Overall, the performance of the RMLNet-based localization is better than CSMA-based localization. With the increase of the moving speed, the error of the localization increases. The reason is that the nodes in the network are waiting for a response will take some time and the localization will change during that time. When the speed of the target node is slowly, the node moves at a small distance or does not move and the performance of the network can ensure that nodes obtain comparatively accurate information for localization. Increasing the speed, the localization of the target node changes rapidly, which causes the measured localization information are changing and the error of localization is increasing. When the target node moves at 1 m/s, the localization error of the RMLNet-based localization is within 0.3 m for 99% and that of CSMA-based localization is within 0.3 m for 98.6%. When the target node moves at 3 m/s, the localization error of the RMLNet-based localization is within 0.4 m, while that of the CSMA-based localization is within 0.65 m. The RMLNet network reduces collisions and ensures the reliability of each localization. During the process of the cross-region, the location information of the node is obtained with a large error or missing andthe localization error is increasing or cannot be located. The localization based on the RMLNet network incorporates a mechanism of target area determination, which restricts the target nodes in the area. Use of the RMLNet network improves the success rate and accuracy of localization.

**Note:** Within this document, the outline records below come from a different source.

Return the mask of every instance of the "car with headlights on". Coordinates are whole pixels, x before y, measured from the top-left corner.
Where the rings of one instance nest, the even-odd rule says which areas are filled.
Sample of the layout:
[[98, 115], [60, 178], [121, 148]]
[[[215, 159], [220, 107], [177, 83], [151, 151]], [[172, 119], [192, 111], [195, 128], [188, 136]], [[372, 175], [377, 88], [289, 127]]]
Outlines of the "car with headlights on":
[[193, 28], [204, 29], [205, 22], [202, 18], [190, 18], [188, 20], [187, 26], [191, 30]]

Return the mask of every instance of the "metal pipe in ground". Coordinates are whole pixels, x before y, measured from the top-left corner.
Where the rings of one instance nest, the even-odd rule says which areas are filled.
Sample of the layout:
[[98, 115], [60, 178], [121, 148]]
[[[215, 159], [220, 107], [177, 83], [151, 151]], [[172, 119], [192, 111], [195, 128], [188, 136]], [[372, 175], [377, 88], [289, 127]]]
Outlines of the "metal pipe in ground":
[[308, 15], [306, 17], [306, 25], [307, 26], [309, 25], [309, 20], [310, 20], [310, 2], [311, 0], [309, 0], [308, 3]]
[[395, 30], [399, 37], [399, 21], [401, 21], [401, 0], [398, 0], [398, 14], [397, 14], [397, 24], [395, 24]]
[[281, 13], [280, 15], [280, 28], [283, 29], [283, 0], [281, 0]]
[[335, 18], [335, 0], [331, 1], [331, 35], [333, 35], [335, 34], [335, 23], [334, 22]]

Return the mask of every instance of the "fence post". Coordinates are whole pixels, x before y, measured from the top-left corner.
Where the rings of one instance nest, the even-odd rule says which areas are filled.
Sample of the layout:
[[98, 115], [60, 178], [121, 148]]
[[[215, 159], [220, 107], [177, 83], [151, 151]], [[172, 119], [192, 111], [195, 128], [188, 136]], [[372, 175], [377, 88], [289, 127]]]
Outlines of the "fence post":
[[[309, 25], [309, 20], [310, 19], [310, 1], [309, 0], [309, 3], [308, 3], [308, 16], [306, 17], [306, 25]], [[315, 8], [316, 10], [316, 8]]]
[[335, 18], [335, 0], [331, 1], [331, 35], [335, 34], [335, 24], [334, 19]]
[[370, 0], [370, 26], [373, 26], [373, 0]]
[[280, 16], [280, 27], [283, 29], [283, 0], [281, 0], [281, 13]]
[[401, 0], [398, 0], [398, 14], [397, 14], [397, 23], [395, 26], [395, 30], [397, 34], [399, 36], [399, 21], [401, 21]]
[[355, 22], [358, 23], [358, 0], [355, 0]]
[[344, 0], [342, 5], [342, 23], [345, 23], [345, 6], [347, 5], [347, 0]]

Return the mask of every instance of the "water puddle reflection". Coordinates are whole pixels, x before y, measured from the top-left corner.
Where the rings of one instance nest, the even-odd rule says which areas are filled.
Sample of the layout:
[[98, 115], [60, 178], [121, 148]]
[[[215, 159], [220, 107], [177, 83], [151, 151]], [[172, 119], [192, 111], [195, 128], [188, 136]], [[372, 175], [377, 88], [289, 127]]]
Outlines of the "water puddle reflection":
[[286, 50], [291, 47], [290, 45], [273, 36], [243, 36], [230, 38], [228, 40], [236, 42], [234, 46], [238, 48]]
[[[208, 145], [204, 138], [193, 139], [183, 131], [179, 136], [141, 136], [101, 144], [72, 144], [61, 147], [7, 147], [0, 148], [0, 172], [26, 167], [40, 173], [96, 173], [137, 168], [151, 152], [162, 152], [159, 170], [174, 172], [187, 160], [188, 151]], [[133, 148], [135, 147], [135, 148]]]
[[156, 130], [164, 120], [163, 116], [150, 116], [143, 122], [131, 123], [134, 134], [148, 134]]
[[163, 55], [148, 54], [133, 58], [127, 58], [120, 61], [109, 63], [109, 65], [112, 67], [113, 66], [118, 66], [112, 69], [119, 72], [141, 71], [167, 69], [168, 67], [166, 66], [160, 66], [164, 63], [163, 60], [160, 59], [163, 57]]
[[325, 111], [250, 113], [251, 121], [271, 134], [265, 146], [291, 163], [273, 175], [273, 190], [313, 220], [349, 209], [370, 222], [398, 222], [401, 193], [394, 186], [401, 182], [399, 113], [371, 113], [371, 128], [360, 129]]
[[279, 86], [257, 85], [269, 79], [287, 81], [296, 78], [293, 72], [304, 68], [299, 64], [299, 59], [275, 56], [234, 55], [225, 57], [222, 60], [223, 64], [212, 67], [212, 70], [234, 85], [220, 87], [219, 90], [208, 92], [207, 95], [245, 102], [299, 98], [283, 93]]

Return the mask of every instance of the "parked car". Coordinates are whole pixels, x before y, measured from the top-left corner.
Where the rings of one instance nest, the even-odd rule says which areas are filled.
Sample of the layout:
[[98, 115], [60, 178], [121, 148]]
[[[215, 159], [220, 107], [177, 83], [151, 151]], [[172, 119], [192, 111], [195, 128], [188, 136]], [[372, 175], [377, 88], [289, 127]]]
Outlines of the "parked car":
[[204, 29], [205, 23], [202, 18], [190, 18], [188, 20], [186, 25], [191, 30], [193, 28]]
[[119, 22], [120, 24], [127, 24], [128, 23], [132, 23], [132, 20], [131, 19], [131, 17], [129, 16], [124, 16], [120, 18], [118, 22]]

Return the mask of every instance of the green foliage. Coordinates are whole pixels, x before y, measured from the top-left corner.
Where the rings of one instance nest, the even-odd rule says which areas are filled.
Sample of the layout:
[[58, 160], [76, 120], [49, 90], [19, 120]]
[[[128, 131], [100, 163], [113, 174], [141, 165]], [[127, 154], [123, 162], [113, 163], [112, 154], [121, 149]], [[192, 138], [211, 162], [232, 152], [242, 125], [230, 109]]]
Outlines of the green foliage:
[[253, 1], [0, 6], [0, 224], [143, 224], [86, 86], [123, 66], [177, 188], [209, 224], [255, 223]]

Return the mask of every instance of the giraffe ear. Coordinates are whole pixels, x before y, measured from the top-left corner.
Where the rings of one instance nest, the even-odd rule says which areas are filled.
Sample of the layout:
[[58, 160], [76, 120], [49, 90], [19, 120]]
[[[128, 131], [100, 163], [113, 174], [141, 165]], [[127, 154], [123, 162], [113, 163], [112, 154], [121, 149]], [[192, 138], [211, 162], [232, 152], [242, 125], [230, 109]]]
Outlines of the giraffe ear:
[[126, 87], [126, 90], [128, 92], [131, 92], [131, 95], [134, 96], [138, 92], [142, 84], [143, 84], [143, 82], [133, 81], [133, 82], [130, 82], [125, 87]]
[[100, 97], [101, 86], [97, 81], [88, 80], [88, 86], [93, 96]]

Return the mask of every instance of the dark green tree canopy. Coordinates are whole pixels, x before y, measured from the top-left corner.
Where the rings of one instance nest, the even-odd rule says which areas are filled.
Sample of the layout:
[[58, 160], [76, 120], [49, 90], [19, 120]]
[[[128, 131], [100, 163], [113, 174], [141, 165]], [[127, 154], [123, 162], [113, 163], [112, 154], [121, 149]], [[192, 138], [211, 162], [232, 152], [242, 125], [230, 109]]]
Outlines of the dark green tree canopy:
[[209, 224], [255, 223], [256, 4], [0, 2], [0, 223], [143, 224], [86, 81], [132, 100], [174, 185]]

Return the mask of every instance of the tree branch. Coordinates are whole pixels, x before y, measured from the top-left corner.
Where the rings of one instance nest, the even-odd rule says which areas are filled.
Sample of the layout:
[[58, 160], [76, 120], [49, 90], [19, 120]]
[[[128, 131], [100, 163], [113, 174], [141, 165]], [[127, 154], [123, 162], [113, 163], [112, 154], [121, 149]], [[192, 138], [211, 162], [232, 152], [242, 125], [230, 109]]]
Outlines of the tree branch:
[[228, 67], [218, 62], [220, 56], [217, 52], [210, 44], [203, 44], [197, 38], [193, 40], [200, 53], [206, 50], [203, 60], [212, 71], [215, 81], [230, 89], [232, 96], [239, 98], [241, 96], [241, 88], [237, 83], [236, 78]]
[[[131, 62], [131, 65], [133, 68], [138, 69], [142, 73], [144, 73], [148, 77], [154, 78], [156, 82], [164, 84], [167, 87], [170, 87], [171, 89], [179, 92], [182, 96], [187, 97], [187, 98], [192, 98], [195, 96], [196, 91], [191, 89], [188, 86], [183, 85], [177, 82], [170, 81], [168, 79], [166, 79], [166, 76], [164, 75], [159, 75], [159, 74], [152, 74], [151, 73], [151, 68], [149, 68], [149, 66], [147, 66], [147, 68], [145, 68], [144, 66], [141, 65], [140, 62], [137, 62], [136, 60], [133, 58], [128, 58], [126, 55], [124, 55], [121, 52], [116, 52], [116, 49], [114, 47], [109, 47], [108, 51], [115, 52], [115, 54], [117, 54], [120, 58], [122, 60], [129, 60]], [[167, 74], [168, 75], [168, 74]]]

Figure 15 shows the location trajectory of two target nodes in different networks. We can see that the update rate of the target node will make a difference results in TDOA localization. For the CSMA-based localization, when the update rate of the target node is 1 HZ, the target will occasionally be lost and drifted. When the update rate of the target node is 5 HZ, the trajectory will have obvious discontinuities and the target cannot be located. For the RMLNet-based localization, when the update rate of the target node is 1 HZ, the location trajectory of two target nodes are stability. When the update rate of the target node is 5 HZ, the target will occasionally be lost and drifted. The reason is that the increase of the update rate will inevitably increase the communication load and the probability of collision of the data packet increases. If there is a collision between data transmissions, high-reliability channel access cannot be ensured by CSMA-based network, which is based on the competition mechanism. The RMLNet network has designed a time slot allocation strategy, which basically guarantees the reliability of localization information transmission. However, due to the interference of target nodes, the location trajectory of two target nodes will occasionally be lost and drifted.
Based on the above results, we can conclude that, first, the region of the target node can be approximately determined by the proposed RMLNet. Second, during the switching of the localization area in the movement process, RMLNet achieves reliable localization on multi-area with a better accuracy and stability of competing target nodes.